When I first did this I measured the space from boltface to breechface at .010" I've used that dimension ever since.

As for resale value, I've sold nutless Savage barrels for every bit as much as nutted ones.

efm77
12-12-2010, 12:43 PM
For proper headspacing you would need to short chamber it first due to minor variances from one action to the next. Then you need a depth micrometer to measure the distance from bolt face to the front of the receiver ring, distance from shoulder of the barrel to the breech of the chamber, and then distance from the breech to the back of a go gauge. You subtract the difference between the action measurements (bolt face to receiver ring) and barrel measurements (shoulder to breech) and write that number down. Then the difference between that number and the measurement from the breech to the back of the go gauge is how much you need to finish reaming the chamber to get proper headspace. It sounds complicated but it's really not, of course you need to include the recoil lug thickness as well. Do a search and you can find a book written by Bryce Towsley that explains it in great detail and it's pretty easy once you've studied it for a while. That's exactly how I re-barreled my Ruger M77 MKII and it was the first one I've ever done and it went pretty well. Just be careful and take your time.

51Bravo
12-12-2010, 03:42 PM
sinman: If I have the capabilities of turning, threading and cambering my barrel from a blank, then do you think I can turn it into a nut barrel if I wanted to sell it?

efm77: i understand how its done. i just need to know how much of a gap needs to be left between breech face and bolt face.

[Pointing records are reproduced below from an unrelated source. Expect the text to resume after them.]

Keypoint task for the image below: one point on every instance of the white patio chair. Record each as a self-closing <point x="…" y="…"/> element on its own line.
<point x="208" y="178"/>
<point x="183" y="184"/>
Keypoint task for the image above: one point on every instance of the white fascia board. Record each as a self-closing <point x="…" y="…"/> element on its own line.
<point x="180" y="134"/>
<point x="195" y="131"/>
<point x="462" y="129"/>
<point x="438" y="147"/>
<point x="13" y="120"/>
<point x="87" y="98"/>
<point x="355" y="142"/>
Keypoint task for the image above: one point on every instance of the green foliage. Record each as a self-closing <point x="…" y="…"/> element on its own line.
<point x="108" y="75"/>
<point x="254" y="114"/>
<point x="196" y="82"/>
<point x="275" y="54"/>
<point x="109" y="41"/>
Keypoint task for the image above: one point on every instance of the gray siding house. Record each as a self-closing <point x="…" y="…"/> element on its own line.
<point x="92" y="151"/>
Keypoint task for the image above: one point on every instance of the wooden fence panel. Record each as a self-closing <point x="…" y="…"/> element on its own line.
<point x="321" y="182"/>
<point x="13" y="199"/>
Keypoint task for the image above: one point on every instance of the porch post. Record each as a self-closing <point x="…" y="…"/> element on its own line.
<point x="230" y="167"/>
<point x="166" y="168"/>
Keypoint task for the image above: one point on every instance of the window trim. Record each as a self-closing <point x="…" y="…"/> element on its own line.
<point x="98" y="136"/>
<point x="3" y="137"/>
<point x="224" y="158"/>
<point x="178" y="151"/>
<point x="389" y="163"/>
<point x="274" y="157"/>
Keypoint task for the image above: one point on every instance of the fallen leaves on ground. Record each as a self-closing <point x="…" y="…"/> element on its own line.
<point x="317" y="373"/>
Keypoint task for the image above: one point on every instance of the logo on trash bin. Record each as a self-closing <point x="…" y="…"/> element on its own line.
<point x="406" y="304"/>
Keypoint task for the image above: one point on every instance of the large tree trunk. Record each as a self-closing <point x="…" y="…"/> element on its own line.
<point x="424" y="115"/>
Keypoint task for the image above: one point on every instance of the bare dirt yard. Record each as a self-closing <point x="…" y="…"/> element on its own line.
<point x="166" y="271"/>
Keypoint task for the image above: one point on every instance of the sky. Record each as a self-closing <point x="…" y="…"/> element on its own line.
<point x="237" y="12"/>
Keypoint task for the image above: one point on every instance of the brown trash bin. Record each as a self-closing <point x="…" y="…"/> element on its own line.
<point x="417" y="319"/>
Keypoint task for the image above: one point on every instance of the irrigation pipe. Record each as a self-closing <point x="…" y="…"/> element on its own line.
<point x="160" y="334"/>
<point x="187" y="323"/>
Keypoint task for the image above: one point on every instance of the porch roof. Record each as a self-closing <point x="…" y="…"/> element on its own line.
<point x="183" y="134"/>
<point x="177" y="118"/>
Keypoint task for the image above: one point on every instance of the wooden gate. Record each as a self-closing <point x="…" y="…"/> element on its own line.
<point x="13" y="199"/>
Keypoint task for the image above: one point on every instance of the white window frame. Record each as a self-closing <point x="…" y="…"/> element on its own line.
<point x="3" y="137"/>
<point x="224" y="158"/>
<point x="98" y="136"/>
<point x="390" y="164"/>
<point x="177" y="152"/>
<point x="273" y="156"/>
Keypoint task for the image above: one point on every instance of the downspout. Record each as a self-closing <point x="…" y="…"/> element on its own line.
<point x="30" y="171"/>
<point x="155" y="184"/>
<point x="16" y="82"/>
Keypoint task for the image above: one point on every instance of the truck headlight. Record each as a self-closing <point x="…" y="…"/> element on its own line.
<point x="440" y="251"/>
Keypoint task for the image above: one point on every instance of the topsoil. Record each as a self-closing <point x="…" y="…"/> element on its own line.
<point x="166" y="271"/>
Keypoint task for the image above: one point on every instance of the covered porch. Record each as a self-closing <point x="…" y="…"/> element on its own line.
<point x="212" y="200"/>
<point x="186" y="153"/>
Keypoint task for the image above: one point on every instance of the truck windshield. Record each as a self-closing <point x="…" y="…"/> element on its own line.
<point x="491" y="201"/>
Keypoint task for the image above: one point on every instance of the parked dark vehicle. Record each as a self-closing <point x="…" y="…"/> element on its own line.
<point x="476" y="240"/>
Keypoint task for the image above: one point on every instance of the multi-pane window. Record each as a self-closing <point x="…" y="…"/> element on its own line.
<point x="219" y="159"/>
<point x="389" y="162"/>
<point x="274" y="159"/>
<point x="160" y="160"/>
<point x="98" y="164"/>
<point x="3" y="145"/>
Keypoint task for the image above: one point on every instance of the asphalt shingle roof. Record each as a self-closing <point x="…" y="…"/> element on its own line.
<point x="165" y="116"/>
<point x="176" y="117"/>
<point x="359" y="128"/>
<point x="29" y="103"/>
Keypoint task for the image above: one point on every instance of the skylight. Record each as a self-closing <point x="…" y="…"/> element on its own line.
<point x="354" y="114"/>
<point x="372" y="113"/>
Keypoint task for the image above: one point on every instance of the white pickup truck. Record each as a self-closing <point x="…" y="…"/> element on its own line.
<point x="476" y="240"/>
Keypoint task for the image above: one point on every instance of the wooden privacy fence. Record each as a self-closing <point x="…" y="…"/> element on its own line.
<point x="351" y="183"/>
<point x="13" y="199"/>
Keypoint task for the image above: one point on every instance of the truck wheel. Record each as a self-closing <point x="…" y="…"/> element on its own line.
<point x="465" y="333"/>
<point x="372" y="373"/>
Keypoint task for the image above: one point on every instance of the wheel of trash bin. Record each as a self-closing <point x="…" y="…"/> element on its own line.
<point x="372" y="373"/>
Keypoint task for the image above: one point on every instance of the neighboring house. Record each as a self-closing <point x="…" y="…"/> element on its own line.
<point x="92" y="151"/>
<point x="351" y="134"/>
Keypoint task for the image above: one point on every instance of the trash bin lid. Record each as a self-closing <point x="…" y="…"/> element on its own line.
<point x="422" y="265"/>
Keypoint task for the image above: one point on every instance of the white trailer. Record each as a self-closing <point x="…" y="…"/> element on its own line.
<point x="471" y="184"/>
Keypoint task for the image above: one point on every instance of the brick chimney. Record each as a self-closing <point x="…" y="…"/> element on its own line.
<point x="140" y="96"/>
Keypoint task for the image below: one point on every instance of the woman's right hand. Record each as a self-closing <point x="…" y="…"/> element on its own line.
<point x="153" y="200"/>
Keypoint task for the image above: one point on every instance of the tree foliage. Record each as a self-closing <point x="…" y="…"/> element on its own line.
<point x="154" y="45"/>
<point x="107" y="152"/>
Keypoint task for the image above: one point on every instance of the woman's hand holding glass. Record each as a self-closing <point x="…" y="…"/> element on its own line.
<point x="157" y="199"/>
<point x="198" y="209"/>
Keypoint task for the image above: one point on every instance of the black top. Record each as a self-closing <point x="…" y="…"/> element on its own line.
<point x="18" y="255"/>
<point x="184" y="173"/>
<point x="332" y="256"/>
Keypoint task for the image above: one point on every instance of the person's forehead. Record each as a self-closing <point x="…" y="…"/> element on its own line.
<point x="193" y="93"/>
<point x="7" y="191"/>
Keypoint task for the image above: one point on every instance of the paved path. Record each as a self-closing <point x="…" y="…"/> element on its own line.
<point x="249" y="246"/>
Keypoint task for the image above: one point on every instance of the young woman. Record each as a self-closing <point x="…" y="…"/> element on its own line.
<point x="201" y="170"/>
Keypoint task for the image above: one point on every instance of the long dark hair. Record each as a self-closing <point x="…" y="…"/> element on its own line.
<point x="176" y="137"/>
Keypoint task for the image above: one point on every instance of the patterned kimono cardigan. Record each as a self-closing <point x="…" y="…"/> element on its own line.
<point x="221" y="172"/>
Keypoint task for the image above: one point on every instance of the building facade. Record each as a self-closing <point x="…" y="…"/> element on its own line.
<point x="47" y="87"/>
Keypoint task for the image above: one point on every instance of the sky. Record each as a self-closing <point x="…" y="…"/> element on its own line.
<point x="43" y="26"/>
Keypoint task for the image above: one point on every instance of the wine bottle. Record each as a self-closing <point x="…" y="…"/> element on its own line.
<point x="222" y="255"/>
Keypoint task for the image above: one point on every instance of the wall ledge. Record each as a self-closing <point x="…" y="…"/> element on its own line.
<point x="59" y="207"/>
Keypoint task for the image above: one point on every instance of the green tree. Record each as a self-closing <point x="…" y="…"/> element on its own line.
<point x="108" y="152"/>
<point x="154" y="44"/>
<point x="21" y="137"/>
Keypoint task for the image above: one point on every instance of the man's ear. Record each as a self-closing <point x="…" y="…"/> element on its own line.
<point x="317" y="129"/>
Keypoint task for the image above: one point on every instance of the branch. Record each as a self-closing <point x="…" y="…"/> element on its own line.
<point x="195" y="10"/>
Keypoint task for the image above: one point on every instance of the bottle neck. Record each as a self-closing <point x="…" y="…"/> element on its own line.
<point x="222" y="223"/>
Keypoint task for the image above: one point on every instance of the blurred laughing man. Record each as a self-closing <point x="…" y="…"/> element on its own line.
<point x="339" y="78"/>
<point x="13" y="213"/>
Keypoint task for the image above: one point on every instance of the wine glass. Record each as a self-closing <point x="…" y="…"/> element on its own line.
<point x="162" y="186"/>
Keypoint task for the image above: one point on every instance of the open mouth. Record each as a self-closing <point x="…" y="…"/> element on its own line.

Im going to try about .003 and see how it comes out. If I need more taken off I can always chuck it back up.

efm77
12-12-2010, 04:36 PM
Maybe you could measure how far the threads go into the receiver and make the shank of the barrel the same length?

dcloco
12-12-2010, 05:09 PM
Buy a gunsmithing book.

The arena that you are working in, is not a "try it" and see how things work. You can easily reach pressures in the 100,000 psi range, with your face sitting in very close proximity.

nsaqam
12-12-2010, 06:27 PM
sinman: If I have the capabilities of turning, threading and cambering my barrel from a blank, then do you think I can turn it into a nut barrel if I wanted to sell it?

efm77: i understand how its done. i just need to know how much of a gap needs to be left between breech face and bolt face.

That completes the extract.